Jones offered the first caution of the presentation before she asked the panelist the first question, admonishing attendees in her introduction that, “This is not a technology business. At the end of the day it is about serving customers and their needs.”
While that is true, the technology is hard to ignore, and in fact, it was a frequently visited area of the presentation, with the cloud, broadband, apps, digitization of information and plenty of other technologies staying top of mind for the panelists — but so was a consistent caution to avoid letting technology get in the way of strategic business decisions that are right for you and your customers — or to let it diminish your customers’ experience in any way.

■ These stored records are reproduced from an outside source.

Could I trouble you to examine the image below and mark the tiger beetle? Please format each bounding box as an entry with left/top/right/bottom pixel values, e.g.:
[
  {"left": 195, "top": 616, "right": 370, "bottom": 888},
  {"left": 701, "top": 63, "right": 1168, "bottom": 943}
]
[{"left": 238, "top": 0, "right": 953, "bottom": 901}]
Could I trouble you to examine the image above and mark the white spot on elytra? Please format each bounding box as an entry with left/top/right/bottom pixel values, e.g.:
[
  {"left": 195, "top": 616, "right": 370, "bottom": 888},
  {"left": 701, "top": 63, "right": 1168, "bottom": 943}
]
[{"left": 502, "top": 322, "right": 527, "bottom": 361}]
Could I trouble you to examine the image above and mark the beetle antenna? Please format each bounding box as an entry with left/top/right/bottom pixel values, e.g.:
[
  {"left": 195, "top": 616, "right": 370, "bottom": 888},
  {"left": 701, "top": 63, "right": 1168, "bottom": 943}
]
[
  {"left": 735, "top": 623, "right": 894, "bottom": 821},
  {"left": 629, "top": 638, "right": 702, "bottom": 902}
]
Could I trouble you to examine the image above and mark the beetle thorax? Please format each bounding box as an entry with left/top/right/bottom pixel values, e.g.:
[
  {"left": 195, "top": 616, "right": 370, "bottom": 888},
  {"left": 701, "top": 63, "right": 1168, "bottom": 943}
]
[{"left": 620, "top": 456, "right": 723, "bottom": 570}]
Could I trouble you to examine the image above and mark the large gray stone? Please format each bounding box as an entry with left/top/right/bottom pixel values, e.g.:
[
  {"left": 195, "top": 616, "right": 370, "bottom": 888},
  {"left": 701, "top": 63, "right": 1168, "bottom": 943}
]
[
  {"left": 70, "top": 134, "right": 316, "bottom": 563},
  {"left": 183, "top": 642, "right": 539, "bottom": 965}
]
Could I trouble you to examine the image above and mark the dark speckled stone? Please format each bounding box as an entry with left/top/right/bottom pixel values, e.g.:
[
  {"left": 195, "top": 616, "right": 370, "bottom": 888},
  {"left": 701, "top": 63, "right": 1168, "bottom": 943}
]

“You have to stay in front of the rapid pace of the technology development,” said Boethel. “However, you have to maintain equal efficiency and progressiveness.”
Howard also discussed harnessing technology correctly. While he pointed to the cloud as a “huge” opportunity not to be missed, he also pointed to a strategic approach.
“I’m not a huge technology guy, but when I look to the future, I see the migration to the cloud as something that is going to be huge. We’re all in when it comes to the cloud, so the real question is how do you migrate there successfully and what does it really mean for your business? That’s the challenge. There is so much out there that you have to carefully find what fits for your company and have a strategic mindset when it comes to technology,” said Howard.
Service and an end-user focus did have a notable place in the participants’ advice, with Taylor advising to “provide flexible security solutions that grow with your customers’ changing security needs,” while Haenggi emphasized the ease of experience for customers and maintaining an emphasis on a security platform that engaged customers.
“In the past we’ve been afraid to engage customers, almost as if we’re afraid it will remind them they’re paying us RMR, but customers do see value in relationships with companies they buy things from,” said Haenggi.
The final question asked participants to share one piece of advice for companies to be more successful.
Boethel suggested to focus more on partnerships that can be created; Howard emphasized getting people to see the “value add” your business can offer, which opens up a “seat at the table” with the customer; Taylor shared an emphasis on bringing multiple technologies together to create flexible solutions and also embracing the dynamic changes in the industry; and Haenggi shared a passion for the home and the life safety aspect of security.
“Be passionate. I love this industry. I look at the alarms we take on a daily basis. It keeps me focused on life safety, it keeps it real, and it keeps me passionate. Every day we go into work and we get to make a difference and have the chance to save a life,” said Haenggi.
That’s a great reason to keep up the journey through the ever-changing technology and financial landscape, and keep traversing the security “yellow brick road” we’re all on.